Margaret Mitchell House

The Margaret Mitchell house is one part of the collection of residences maintained by the Atlanta History Center. Atlanta’s own Margaret Mitchell wrote only one novel, Gone with the Wind. Today, the Pulitzer Prize-winning novel is known as a Southern masterpiece.
Margaret was born into an affluent family with ancestors that had served in both the Revolutionary War and the Civil War. As a child, she heard stories of the Civil War from veterans. She was an avid reader. She was engaged before she entered college, and unfortunately, her fiancé was killed in France in World War I.

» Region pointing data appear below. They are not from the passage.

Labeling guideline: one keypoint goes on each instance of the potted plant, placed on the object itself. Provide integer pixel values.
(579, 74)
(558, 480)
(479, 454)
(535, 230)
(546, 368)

She made her debut in Atlanta Society in 1920. By many accounts, she was the life of the party. She married for the first time in 1922, and the union would only last four months. Her first husband was abusive and an alcoholic.
Her working career began when she took a job writing Sunday feature articles for the Atlanta Journal-Constitution newspaper. She would marry her editor John Marsh in 1925. They would move to Apartment 1 in Midtown Atlanta and live there for seven years. (Today’s, Margaret Mitchell House). It was a small apartment with a kitchen, bedroom, bathroom, and living room in a multiunit midtown Atlanta house. Margaret christened it the “Dump.” There were ten apartments in the building.
Margaret began writing Gone with the Wind in 1926 at the apartment after breaking her ankle in a car accident. It would take her ten years to complete the novel. She typed the manuscript on a portable Remington typewriter. She would leave chapters all around the apartment in manila folders and ultimately write 86 chapters and over a thousand pages.

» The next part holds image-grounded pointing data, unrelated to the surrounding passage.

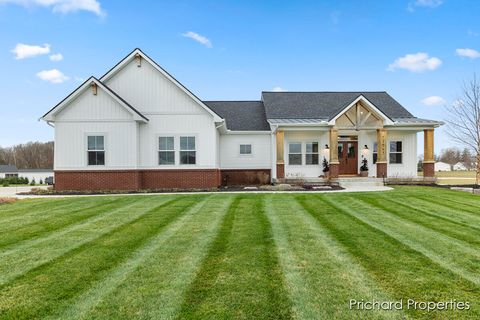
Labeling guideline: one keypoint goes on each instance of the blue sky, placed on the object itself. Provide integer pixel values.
(236, 49)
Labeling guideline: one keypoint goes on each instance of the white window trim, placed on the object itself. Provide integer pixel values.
(318, 153)
(180, 150)
(159, 150)
(289, 153)
(403, 148)
(105, 147)
(245, 155)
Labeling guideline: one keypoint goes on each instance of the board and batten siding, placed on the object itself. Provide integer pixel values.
(171, 112)
(91, 114)
(230, 157)
(200, 126)
(149, 91)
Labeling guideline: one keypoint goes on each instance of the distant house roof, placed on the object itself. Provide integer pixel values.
(35, 170)
(7, 168)
(241, 115)
(325, 105)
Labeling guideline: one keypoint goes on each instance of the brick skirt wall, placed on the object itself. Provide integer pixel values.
(137, 179)
(245, 176)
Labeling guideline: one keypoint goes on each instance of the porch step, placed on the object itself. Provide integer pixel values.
(360, 182)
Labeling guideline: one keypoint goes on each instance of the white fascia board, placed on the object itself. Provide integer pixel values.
(131, 56)
(386, 120)
(246, 132)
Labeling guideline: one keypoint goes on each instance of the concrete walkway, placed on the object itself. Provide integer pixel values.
(12, 192)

A McMillan Publishing scout invited Margaret to a luncheon and she decided to submit the manuscript. Margaret said she only sent the manuscript in to show that the novel could be rejected. The exact opposite happened. McMillan accepted it, and it became a major bestseller, selling over a million copies in six months.
She won the National Book Award in 1936 and the Pulitzer Prize in 1937. Producer David Selznick was aware of the book and wanted it for a movie. Margaret sold the rights to Selznick for fifty thousand dollars in 1938. In today’s money, it would be about two million dollars.
Margaret was famous overnight, and her phone rang off the hook. During that time, she and her husband would move to different hotels for privacy. She would eventually leave town and live in Florida for some time. Considered a recluse by many, she was a private person.

She would not go to Hollywood to see Gone with the Wind being filmed. She did correspond with Selznick on some items for the film. She disagreed with Selznick on the design of Tara. It was supposed to be a farmhouse; not the grand house shown in the movie. Margaret did attend the premiere of the film in Atlanta.
Margaret received 10% of movie ticket sales, and by 1948, it had done eight million in sales.
In August 1949, on her way to a movie with her husband, Margaret was struck by a speeding cab and died five days after the accident at Grady Hospital. Her husband, John, passed away in 1952 from heart trouble.
Her father and brothers all benefited financially from the book deal. In 2011, her nephew donated twenty million dollars to the archdiocese in Atlanta. Today, the Gone with the Wind book deal profits are is still going to the Catholic Church and her heirs.
She did much of her research for the book at the Atlanta Public Library. There you can see several of her personal belongings, including her portable Remington typewriter, foreign editions of Gone with the Wind and her National Book Award and Pulitzer Prize.
The second-floor exhibit area is all about the Atlanta premiere of the film. Across the courtyard, you will find some artifacts from the film and Scarlet’s portrait from the movie.
Gone with the Wind is an epic story of the Civil War South. Don’t just see the movie, read the book.